Le contrôle du détroit d'Ormuz, passage stratégique par lequel transite environ 20% du pétrole mondial, ne peut être assuré par une option militaire, selon une analyse publiée par Libération. Alors que les tensions entre les États-Unis et l'Iran s'accroissent, des experts estiment qu'une intervention armée serait non seulement risquée mais aussi contre-productive.
Un enjeu économique et géopolitique majeur
Le détroit d'Ormuz, large de seulement 33 kilomètres à son point le plus étroit, est une artère vitale pour l'approvisionnement énergétique mondial. Chaque jour, environ 17 millions de barils de pétrole le traversent, soit près d'un tiers du commerce pétrolier maritime. L'Iran, qui en contrôle une partie, a menacé à plusieurs reprises de le bloquer en cas de conflit.

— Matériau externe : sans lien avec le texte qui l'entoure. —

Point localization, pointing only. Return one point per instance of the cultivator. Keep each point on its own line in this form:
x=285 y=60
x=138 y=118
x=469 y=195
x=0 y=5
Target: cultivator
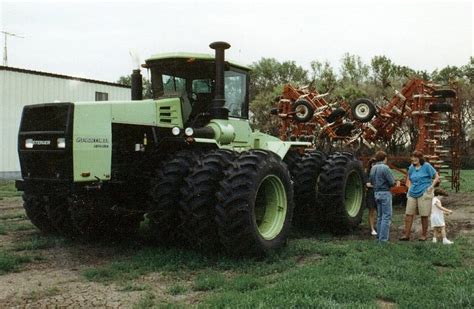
x=434 y=114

Selon l'analyste Thierry Coville, chercheur à l'IRIS, "l'idée d'une solution militaire pour sécuriser le détroit relève de l'illusion. Les capacités de l'Iran en matière de mines navales, de missiles antinavires et de drones rendent toute opération extrêmement coûteuse et incertaine."
Les limites de la puissance militaire
Les États-Unis disposent d'une force navale imposante dans la région, mais les experts soulignent que l'Iran a développé des stratégies asymétriques pour contrer cette supériorité. Les mines sous-marines, les vedettes rapides et les missiles de croisière peuvent menacer même les navires les plus modernes.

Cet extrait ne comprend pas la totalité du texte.